Thirty researchers have published sharp critiques in *Science* challenging a controversial study that questioned the age of Monte Verde, one of the Americas' oldest known human settlements. The site in Chile, located in the Llanquihue Province near Puerto Montt, has been dated to approximately 14,500 years ago, making it crucial evidence for understanding early human migration to the Americas.
A recent paper in *Science* proposed Monte Verde is significantly younger than this established timeline, sparking coordinated backlash from the archaeological and paleontological community. The response letters accuse the authors of speculation and methodological failures in their analysis of the site's chronology.
Monte Verde gained prominence in the 1990s when archaeologist Tom Dillehay's excavations uncovered stone tools, wooden structures, and medicinal plants preserved in peat, pushing back the accepted timeline for human presence in South America. The site challenged the long-dominant Clovis-first model, which held that the first Americans arrived roughly 13,000 years ago via the Bering Strait.

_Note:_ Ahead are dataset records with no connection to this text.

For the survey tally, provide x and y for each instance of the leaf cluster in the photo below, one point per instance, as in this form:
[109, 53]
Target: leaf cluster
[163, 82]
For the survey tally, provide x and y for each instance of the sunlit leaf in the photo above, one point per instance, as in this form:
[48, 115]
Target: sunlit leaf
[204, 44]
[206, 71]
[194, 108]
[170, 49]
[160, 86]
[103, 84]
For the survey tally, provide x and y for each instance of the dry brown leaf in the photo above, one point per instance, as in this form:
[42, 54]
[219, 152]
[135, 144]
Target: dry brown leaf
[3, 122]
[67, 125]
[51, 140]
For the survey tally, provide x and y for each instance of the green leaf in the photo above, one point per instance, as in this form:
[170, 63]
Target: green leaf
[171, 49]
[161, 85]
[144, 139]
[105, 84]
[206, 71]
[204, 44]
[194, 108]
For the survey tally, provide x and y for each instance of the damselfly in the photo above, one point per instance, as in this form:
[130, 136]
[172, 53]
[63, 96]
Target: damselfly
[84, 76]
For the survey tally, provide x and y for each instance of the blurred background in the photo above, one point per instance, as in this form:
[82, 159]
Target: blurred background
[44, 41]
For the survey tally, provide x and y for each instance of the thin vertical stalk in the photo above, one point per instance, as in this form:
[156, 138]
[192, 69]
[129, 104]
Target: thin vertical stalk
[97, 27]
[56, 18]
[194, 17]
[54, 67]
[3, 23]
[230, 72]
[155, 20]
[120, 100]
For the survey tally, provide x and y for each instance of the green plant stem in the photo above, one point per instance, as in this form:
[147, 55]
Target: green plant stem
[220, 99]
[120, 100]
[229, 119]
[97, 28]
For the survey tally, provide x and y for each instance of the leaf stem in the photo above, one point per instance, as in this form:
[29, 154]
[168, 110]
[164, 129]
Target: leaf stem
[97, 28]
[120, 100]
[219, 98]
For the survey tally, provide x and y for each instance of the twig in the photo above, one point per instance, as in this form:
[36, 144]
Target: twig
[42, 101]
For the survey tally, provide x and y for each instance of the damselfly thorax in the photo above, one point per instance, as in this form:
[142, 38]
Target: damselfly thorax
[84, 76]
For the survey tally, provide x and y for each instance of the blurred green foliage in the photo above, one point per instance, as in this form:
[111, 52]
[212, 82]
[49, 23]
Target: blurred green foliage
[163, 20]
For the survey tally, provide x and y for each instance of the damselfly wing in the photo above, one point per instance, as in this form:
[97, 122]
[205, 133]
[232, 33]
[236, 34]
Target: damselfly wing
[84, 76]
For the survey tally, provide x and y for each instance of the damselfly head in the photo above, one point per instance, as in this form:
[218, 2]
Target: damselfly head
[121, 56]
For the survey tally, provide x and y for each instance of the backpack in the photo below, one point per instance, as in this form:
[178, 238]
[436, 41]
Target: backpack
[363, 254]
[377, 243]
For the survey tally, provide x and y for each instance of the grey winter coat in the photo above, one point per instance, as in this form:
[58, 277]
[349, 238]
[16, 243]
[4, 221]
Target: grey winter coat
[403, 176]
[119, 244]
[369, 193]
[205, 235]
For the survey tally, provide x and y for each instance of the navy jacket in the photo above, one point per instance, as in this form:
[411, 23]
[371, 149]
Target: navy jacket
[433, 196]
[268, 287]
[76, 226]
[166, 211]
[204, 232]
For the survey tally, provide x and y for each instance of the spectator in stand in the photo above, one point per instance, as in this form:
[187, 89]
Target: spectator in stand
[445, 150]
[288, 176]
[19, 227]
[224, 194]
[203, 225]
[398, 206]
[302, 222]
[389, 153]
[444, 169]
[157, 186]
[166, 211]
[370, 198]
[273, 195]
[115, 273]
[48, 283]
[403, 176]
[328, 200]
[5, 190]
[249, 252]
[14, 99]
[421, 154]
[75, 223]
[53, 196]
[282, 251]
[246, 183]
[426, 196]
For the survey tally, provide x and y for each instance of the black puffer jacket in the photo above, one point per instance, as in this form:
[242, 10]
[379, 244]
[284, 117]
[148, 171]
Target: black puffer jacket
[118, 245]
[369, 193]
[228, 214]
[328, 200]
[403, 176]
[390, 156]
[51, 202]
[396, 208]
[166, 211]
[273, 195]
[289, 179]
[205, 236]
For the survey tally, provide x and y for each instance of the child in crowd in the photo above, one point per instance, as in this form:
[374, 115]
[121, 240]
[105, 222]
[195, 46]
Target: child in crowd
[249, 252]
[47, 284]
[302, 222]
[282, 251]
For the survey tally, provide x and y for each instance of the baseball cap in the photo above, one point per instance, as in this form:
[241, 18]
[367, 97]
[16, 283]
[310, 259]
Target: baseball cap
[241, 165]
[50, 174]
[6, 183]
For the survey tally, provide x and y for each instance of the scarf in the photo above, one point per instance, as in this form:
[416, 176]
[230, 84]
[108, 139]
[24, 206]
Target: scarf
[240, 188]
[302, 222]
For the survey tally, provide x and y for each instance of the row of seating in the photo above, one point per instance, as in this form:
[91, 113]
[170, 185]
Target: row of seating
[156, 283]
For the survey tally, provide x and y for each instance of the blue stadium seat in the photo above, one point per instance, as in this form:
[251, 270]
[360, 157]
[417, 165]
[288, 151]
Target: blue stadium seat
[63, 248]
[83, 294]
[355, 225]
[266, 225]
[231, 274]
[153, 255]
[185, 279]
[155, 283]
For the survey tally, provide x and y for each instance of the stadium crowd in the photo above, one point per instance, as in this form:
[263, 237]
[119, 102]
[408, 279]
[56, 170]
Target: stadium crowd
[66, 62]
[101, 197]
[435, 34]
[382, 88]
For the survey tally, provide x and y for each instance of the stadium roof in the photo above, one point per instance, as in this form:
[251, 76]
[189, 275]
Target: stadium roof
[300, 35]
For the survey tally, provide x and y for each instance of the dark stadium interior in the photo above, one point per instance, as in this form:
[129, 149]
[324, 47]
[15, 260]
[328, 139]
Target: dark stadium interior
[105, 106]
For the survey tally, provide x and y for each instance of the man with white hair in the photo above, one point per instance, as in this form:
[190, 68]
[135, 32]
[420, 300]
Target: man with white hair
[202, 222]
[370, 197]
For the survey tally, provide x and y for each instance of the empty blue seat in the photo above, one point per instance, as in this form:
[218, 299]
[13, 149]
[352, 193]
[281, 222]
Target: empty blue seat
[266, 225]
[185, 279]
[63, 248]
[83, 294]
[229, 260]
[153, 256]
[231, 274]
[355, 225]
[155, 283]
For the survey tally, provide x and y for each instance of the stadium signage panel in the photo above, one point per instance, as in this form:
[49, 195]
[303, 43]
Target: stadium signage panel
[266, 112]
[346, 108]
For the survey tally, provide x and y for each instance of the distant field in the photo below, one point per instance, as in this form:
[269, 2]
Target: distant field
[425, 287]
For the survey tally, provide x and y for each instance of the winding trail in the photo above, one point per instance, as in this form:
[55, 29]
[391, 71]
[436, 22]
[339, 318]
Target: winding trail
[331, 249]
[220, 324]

The new study's claims triggered immediate concern among researchers who have studied Monte Verde extensively. The published critiques suggest the authors made errors in their radiocarbon dating methodology and misinterpreted stratigraphic data. Multiple researchers emphasized that the original excavations and subsequent analyses by Dillehay and collaborators documented careful contextual evidence that the recent paper overlooked.
This clash reflects deeper tensions in American archaeology about how to evaluate early site claims. Monte Verde remains contested among some scholars who argue its dates remain unproven, while others view it as definitively established through multiple dating techniques including radiocarbon analysis and luminescence dating.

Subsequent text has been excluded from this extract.